I recently encountered the following grouped operation: for each group, values are assigned uniformly distributed numbers between -0.5 and 0.5, and if the group has only one element, it is assigned the value 0. For example, if I had the following observed groups:
g <- c("A", "A", "B", "B", "A", "C")
Then I would expect the assigned values:
outcome <- c(-0.5, 0, -0.5, 0.5, 0.5, 0)
Three observations in group A were assigned values of -0.5, 0 and 0.5 (in order), two observations in group B were assigned values of -0.5 and 0.5 (in order), and one observation in group C the assigned value was 0.

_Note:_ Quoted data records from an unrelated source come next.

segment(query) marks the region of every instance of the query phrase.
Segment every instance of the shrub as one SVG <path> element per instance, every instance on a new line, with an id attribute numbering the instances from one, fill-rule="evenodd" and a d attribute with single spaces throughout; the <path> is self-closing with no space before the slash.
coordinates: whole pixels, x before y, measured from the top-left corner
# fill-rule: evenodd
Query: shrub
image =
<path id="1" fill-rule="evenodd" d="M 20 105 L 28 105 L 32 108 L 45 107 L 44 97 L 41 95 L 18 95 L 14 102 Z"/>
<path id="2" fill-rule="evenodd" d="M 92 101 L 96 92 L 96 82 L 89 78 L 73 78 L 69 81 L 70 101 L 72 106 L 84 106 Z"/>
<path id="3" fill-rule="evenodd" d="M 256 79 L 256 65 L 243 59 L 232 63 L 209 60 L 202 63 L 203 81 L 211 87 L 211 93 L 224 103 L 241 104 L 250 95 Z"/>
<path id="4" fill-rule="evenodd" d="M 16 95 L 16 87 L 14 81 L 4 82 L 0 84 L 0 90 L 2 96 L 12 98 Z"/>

Usually, when I perform a grouped operation on one vector to get another vector, I use the ave function with the ave(data.vector, group.vector, FUN=function.to.apply.to.each.groups.data.vector.subset) form ave(data.vector, group.vector, FUN=function.to.apply.to.each.groups.data.vector.subset) However, in this operation, all I need to know is the number of members in the group, so there is no data.vector . As a result, I simply compiled a data vector, which I ignored when I called ave :
ave(rep(NA, length(g)), g, FUN=function(x) { if (length(x) == 1) { return(0) } else { return(seq(-0.5, 0.5, length=length(x))) } })
Although this gives me the correct answer, it is obvious that the need to compile a data vector, which I then ignore, is rather unsatisfactory. Is there a better way to assign values to groups when all that matters is the number of elements in the group?